Yeah, MSF Natural can be used to tone down practically ANYTHING! It's useful for when I put a bit TOO much blush on (am I the only one who gets so excited putting make up on?!?!) but can't be bothered taking it ALL off - just blend it out and buff away 
	

	
	
		
		

		
		
	


	




 Quote:

   Originally Posted by *Septemba* 

 
_I adore it, it's the real look of a porcelain doll hey? 
	

	
	
		
		

		
		
	


	


_

 
Yes! I can't wear bronzer (everything is too dark for me!) and peaches (apart from benefit's Georgia) just don't seem to do it for me! Pink's on porcelain skin 
	

	
	
		
		

		
		
	


	




 Quote:

   Originally Posted by *Shadowy Lady* 

 
_I have a lot of red/pink in my skin already and finding a nice red blush is hard, this one just made me look more red 
	

	
	
		
		

		
		
	


	




 I will try some of the one suggested above though, maybe I'll have some more luck_

 
If you do have any look finding one that doesn't make you look more red - let me know as I'm in the same boat as you! Good luck


----------



## leenybeeny (Feb 18, 2009)

When applied with a light hand, and with soft lips and eyes, I think it gives a really beautifully flushed look.


----------



## abbyquack (Feb 18, 2009)

I have naturally red cheeks so I don't like to make them even more red...but that's not to say that it couldn't be pulled off...i've been curious to check out Apple Red also. Pinch Me from the reg. line is a great natural cheek color though if you want something pinky-red without being stark red. Victor C the senior artist did it on me it was gorgeous! I wear it all the time.


----------



## kristina ftw! (Feb 18, 2009)

I LOVE red blush, haha. Serenly (I think that's the name?) is one of my faves, and I would marry my Brunette MSF (which is pretty red on me) if that were legal. I love it best when I'm tan, but it can look really good on pale skin, too. What I do is I actually place it on top of my cheekbones, like, where most people would put highlighter? Because I've recently found that to be the way it looks most natural on me. That's where I would naturally blush/get color from the sun/whatever. I'm so happy I've finally realized this, because I was never able to wear blush and have it look right before, haha! Anyway, I vote YES!


----------



## pianohno (Feb 19, 2009)

Quote:

   Originally Posted by *abbyquack* 

 
_Pinch Me from the reg. line is a great natural cheek color though if you want something pinky-red without being stark red. Victor C the senior artist did it on me it was gorgeous! I wear it all the time._

 
I'm so glad you said this - I've been pondering over buying it for ages


----------



## shea_47 (Feb 20, 2009)

My complexion is quite pink and I have a ton of redness on my cheeks, forehead and chin that I attempt to neutralize and cover everyday, so red blush doesn't work on me...neither do berry colours. So, I just let my makeup coverage be lighter on the apples of my cheeks and with foundation on, I blush pink. No buying blushes for me!


----------



## geeko (Feb 22, 2009)

i'm NC20, and i have frankly scarlet blush which is a really scary red in the pan...

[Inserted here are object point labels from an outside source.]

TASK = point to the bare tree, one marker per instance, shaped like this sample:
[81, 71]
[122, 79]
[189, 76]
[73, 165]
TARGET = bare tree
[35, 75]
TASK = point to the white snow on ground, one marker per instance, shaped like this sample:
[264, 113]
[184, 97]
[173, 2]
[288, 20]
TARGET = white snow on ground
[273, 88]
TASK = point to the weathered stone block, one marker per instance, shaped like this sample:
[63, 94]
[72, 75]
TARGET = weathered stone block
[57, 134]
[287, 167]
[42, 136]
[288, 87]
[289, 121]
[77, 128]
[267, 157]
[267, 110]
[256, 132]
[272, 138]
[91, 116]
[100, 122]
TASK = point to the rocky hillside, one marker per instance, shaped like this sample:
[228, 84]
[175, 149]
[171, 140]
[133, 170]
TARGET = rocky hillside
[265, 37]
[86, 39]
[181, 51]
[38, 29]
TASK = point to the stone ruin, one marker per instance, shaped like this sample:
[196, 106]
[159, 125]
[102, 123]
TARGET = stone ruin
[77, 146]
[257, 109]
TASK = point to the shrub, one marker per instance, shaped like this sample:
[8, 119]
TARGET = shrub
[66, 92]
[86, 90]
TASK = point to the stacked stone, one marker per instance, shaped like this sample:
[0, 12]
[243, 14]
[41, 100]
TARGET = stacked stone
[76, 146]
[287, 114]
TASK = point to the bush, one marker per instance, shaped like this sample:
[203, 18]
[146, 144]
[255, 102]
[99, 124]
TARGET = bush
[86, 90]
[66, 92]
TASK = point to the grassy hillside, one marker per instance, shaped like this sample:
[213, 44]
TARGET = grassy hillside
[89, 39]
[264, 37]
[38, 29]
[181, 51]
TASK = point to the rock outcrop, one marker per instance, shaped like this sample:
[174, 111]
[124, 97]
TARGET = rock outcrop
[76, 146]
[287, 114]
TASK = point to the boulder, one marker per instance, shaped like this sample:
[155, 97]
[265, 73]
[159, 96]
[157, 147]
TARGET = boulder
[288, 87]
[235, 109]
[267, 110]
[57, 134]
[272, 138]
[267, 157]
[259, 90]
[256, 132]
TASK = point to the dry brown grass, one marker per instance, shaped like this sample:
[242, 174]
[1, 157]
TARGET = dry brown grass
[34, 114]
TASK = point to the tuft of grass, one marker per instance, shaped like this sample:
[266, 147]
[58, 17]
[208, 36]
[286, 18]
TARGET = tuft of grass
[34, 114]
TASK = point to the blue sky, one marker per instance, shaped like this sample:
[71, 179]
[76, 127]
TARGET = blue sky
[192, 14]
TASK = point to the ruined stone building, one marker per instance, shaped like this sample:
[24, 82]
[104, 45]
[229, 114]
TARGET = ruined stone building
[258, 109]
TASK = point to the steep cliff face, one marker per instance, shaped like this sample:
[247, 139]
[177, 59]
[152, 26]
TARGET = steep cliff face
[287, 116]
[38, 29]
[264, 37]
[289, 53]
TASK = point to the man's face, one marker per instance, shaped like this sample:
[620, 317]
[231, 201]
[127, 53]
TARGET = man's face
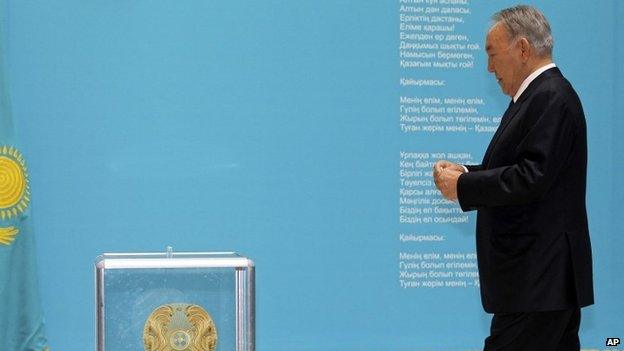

but if i use a very very light hand, it actually turns out to be a nice rosy red on me which i like a lot.

so i think it's pretty much about how light / heavy handed u are when u are applying the blushers...


----------



## Marjolaine (Feb 22, 2009)

I'm NC30 and I looooove red blushes.. I think they look really natural and good on me if I use light hand (of course). I'm so sick of peachy colors for months, I go for pinks and reds and I think Flame Red is a gorgeous red (though I don't own it yet)..


----------